Ein Mittel, dem entgegenzuwirken, ist das Führen eines Bautagebuchs. Wenn ein Bauherr einen Architekten mit der Bauleitung beauftragt hat, muss er diesem ganz deutlich machen, dass dieser auf alle Fälle ein lückenloses Bautagebuch zu führen hat.

Ist z.B. bei einer schlüsselfertigen Vergabe kein Bauleiter eingeschaltet, sollte sich der Bauherr überlegen, ob er nicht selbst ein entsprechendes Bautagebuch führen will.

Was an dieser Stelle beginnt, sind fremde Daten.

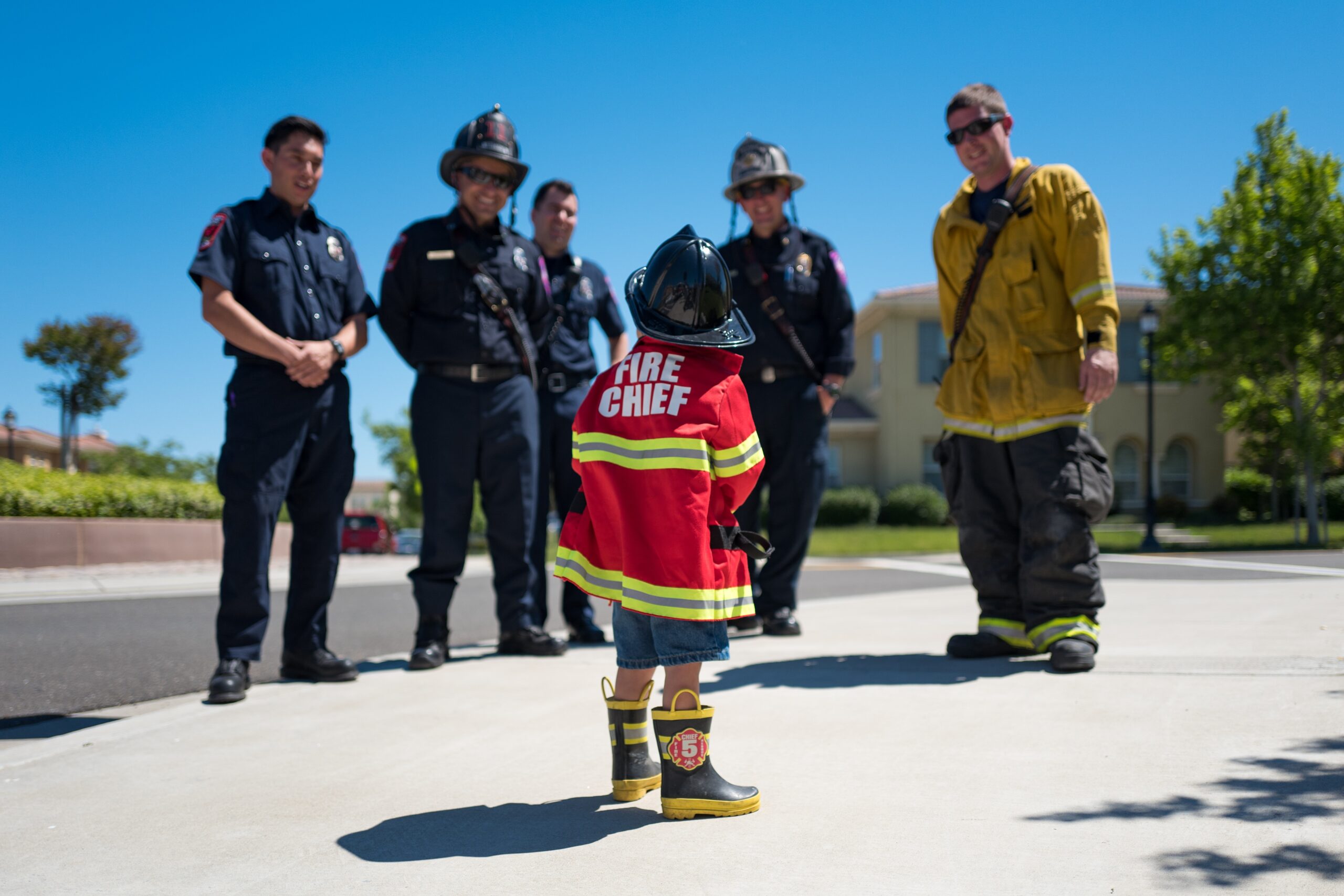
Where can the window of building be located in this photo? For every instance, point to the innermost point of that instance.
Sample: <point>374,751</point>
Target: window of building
<point>1124,468</point>
<point>877,361</point>
<point>1174,472</point>
<point>932,473</point>
<point>933,352</point>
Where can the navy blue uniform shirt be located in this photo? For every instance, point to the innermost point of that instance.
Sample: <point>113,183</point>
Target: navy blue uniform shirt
<point>433,313</point>
<point>579,300</point>
<point>298,276</point>
<point>808,279</point>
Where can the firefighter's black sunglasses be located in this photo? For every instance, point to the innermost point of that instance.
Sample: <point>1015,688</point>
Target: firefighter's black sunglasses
<point>484,178</point>
<point>975,129</point>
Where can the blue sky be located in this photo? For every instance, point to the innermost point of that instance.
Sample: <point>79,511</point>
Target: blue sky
<point>124,131</point>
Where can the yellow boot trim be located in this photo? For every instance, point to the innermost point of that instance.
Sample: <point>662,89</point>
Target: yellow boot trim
<point>635,789</point>
<point>678,809</point>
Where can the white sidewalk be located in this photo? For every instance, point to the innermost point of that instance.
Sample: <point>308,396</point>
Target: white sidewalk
<point>1205,754</point>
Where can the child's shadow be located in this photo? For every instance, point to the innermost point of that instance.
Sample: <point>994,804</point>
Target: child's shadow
<point>495,830</point>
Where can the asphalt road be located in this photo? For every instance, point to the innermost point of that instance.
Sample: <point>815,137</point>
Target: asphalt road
<point>64,657</point>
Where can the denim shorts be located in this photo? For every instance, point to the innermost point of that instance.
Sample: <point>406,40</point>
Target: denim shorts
<point>644,642</point>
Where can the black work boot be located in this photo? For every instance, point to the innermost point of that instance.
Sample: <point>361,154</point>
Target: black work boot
<point>230,681</point>
<point>430,649</point>
<point>531,641</point>
<point>781,624</point>
<point>1073,655</point>
<point>316,666</point>
<point>984,645</point>
<point>634,772</point>
<point>690,784</point>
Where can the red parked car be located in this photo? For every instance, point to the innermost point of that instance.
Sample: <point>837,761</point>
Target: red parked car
<point>368,534</point>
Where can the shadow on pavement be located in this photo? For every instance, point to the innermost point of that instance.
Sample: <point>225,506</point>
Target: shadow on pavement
<point>479,832</point>
<point>1273,789</point>
<point>860,669</point>
<point>35,727</point>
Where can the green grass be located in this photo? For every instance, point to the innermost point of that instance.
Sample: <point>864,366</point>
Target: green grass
<point>860,541</point>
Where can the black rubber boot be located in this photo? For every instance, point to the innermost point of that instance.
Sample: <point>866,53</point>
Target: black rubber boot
<point>1073,655</point>
<point>430,649</point>
<point>634,772</point>
<point>690,784</point>
<point>984,645</point>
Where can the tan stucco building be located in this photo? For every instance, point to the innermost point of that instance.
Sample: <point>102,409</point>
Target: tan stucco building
<point>885,429</point>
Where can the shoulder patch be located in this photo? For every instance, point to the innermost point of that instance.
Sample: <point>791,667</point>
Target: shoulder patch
<point>395,254</point>
<point>207,237</point>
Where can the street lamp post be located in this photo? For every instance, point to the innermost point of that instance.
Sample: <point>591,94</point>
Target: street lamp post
<point>10,419</point>
<point>1148,327</point>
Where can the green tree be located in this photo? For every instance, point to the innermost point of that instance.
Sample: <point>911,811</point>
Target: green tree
<point>89,356</point>
<point>1257,300</point>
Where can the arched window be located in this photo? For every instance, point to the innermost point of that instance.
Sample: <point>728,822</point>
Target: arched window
<point>1124,468</point>
<point>1174,472</point>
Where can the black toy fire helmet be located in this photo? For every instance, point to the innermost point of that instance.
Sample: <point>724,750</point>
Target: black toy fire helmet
<point>759,160</point>
<point>685,296</point>
<point>490,135</point>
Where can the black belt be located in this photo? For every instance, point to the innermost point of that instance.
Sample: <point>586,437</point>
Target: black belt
<point>562,381</point>
<point>772,374</point>
<point>474,373</point>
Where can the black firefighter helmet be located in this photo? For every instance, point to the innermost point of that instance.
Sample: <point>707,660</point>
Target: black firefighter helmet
<point>685,296</point>
<point>488,135</point>
<point>759,160</point>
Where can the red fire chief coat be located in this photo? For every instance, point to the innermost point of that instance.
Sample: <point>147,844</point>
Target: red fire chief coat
<point>666,446</point>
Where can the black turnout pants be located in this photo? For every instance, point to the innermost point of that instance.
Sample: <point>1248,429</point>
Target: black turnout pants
<point>793,438</point>
<point>284,444</point>
<point>468,433</point>
<point>1023,511</point>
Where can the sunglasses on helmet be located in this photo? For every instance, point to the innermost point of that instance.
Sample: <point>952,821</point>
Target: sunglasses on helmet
<point>975,129</point>
<point>486,178</point>
<point>760,188</point>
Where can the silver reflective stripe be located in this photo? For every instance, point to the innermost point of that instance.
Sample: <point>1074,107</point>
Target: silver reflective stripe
<point>637,455</point>
<point>733,461</point>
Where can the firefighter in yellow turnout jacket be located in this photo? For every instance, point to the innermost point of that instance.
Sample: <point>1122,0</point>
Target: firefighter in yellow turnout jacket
<point>1035,350</point>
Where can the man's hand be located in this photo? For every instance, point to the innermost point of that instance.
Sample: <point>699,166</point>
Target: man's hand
<point>312,362</point>
<point>824,397</point>
<point>1097,375</point>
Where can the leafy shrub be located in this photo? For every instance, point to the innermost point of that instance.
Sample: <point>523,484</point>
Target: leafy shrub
<point>34,492</point>
<point>854,505</point>
<point>1171,508</point>
<point>913,504</point>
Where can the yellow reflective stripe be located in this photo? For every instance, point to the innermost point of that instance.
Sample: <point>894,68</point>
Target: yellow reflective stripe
<point>737,460</point>
<point>1010,630</point>
<point>1010,431</point>
<point>1089,293</point>
<point>642,455</point>
<point>698,605</point>
<point>1049,633</point>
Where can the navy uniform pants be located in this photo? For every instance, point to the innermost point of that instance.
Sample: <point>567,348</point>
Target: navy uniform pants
<point>793,438</point>
<point>468,433</point>
<point>1023,511</point>
<point>284,444</point>
<point>555,471</point>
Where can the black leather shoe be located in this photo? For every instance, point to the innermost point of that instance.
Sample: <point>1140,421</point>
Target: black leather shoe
<point>531,642</point>
<point>781,623</point>
<point>230,681</point>
<point>1073,655</point>
<point>984,645</point>
<point>430,649</point>
<point>318,666</point>
<point>586,632</point>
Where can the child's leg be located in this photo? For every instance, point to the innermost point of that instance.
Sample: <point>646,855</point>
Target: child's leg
<point>675,679</point>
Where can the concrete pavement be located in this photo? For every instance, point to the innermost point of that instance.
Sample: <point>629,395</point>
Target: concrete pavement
<point>1206,753</point>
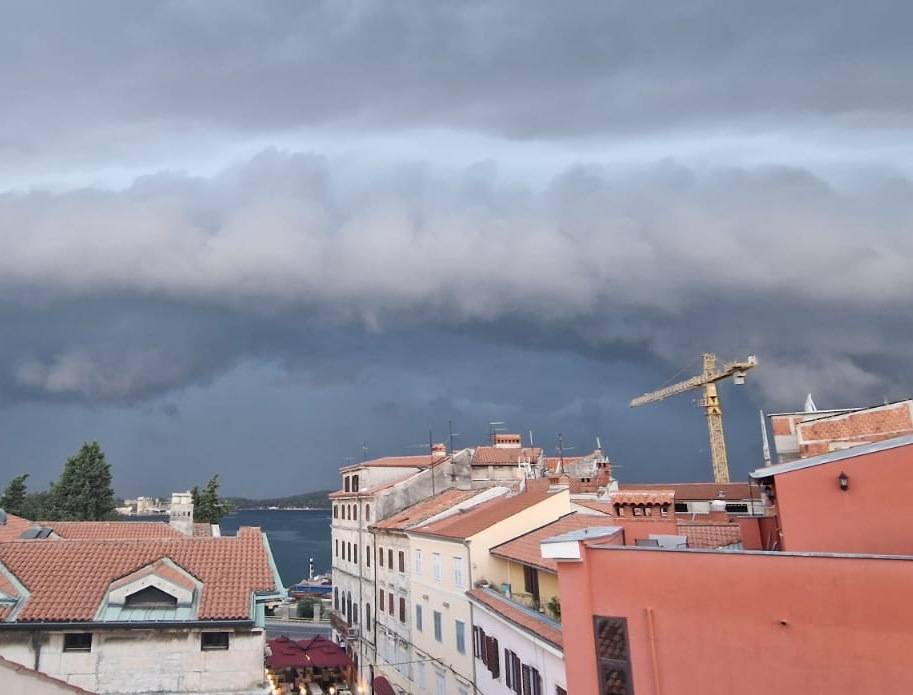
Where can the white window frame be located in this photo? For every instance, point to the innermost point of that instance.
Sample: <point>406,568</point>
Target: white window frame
<point>458,572</point>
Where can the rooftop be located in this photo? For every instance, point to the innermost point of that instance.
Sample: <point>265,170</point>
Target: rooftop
<point>700,491</point>
<point>490,455</point>
<point>842,455</point>
<point>422,511</point>
<point>67,579</point>
<point>467,523</point>
<point>525,549</point>
<point>531,621</point>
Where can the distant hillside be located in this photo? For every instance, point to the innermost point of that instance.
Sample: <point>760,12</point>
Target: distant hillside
<point>313,500</point>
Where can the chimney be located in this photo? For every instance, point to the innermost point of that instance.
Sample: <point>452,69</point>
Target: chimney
<point>181,517</point>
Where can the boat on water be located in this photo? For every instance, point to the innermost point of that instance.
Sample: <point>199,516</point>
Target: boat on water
<point>314,586</point>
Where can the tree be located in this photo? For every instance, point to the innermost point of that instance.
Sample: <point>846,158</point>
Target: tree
<point>83,492</point>
<point>207,507</point>
<point>13,497</point>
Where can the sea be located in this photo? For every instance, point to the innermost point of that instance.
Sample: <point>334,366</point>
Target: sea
<point>295,537</point>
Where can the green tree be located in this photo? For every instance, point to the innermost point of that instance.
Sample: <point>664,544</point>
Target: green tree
<point>13,497</point>
<point>207,507</point>
<point>83,492</point>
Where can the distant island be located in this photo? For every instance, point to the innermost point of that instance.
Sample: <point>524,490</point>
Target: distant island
<point>304,500</point>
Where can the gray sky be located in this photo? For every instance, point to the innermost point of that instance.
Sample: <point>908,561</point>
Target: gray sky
<point>245,237</point>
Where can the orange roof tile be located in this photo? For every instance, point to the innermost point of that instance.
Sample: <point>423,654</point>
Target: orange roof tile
<point>417,513</point>
<point>710,536</point>
<point>517,615</point>
<point>68,578</point>
<point>14,527</point>
<point>111,530</point>
<point>465,524</point>
<point>490,455</point>
<point>526,550</point>
<point>700,491</point>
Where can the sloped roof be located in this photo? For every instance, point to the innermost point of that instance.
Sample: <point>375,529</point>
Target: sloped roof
<point>491,455</point>
<point>68,578</point>
<point>537,625</point>
<point>111,530</point>
<point>525,549</point>
<point>417,513</point>
<point>465,524</point>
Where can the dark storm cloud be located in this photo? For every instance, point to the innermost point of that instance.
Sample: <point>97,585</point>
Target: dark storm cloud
<point>107,78</point>
<point>117,295</point>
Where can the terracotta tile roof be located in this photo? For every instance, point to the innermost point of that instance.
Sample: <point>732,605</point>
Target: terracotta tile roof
<point>525,549</point>
<point>642,497</point>
<point>490,455</point>
<point>14,527</point>
<point>467,523</point>
<point>60,686</point>
<point>710,535</point>
<point>700,491</point>
<point>517,615</point>
<point>417,513</point>
<point>111,530</point>
<point>603,507</point>
<point>68,579</point>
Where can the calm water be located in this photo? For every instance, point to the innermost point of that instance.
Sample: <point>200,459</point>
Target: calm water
<point>294,536</point>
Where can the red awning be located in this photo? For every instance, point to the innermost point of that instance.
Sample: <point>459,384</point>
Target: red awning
<point>316,652</point>
<point>382,686</point>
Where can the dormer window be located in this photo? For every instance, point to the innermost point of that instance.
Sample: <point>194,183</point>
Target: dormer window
<point>151,597</point>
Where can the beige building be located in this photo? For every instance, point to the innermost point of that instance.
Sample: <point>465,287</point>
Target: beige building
<point>450,555</point>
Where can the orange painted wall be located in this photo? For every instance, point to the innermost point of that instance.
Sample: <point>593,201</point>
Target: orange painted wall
<point>870,517</point>
<point>747,623</point>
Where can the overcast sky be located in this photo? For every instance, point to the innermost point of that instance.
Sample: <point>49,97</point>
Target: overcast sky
<point>246,238</point>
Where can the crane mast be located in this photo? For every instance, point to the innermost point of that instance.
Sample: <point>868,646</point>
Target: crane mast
<point>710,402</point>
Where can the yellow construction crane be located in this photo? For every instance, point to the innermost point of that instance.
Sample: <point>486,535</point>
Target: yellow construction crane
<point>710,403</point>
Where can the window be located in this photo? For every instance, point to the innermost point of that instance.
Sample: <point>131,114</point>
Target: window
<point>458,571</point>
<point>513,677</point>
<point>531,583</point>
<point>460,636</point>
<point>151,597</point>
<point>77,642</point>
<point>440,683</point>
<point>613,658</point>
<point>213,640</point>
<point>438,631</point>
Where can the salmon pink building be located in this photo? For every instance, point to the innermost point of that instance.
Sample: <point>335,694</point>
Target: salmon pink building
<point>816,600</point>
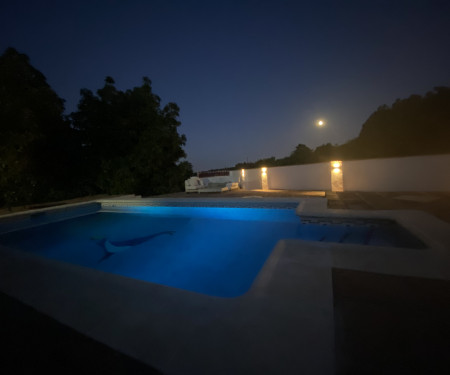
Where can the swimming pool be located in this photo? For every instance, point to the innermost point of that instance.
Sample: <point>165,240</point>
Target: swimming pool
<point>216,251</point>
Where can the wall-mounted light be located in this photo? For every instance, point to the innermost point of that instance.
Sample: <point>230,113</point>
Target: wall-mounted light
<point>337,183</point>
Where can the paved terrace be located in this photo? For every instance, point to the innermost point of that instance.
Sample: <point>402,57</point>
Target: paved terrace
<point>381,322</point>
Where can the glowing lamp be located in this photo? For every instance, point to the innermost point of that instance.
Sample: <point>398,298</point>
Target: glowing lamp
<point>320,123</point>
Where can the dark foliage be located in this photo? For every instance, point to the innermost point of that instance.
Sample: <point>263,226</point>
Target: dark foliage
<point>117,142</point>
<point>36,141</point>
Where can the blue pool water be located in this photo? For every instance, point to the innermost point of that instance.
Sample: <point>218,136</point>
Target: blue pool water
<point>215,251</point>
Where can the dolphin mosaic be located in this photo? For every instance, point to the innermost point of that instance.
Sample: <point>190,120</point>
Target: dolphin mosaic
<point>114,247</point>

In einem Bautagebuch sollen alle Arbeitsabläufe, Absprachen und Vereinbarungen aufgelistet werden, dazu gehören:

• Welcher Handwerker hat welche Leistungen ausgeführt?
• Wann wurden die Arbeiten begonnen und wann beendet?
• Wie viele Mitarbeiter waren auf der Baustelle beschäftigt?
• Gab es Hinweise auf Mängel?
• Hat der Unternehmer Behinderungen angemeldet?
• Usw.

Interessant sind auch die Rahmenbedingungen auf der Baustelle, wie Wetter, Temperatur und ggf. besondere Erschwernisse.

Fotos oder auch Videos können unterstützend eingesetzt werden. Allerdings ist deren Beweiskraft nicht immer gegeben, da leicht manipuliert werden kann.

Beim Führen des Bautagebuchs muss man sicherstellen, dass es kontinuierlich geführt wird und keine nachträglichen Manipulationen möglich sind und man sollte immer daran denken, dass ein gut organisiertes Unternehmen seinerseits ein Bautagebuch führt.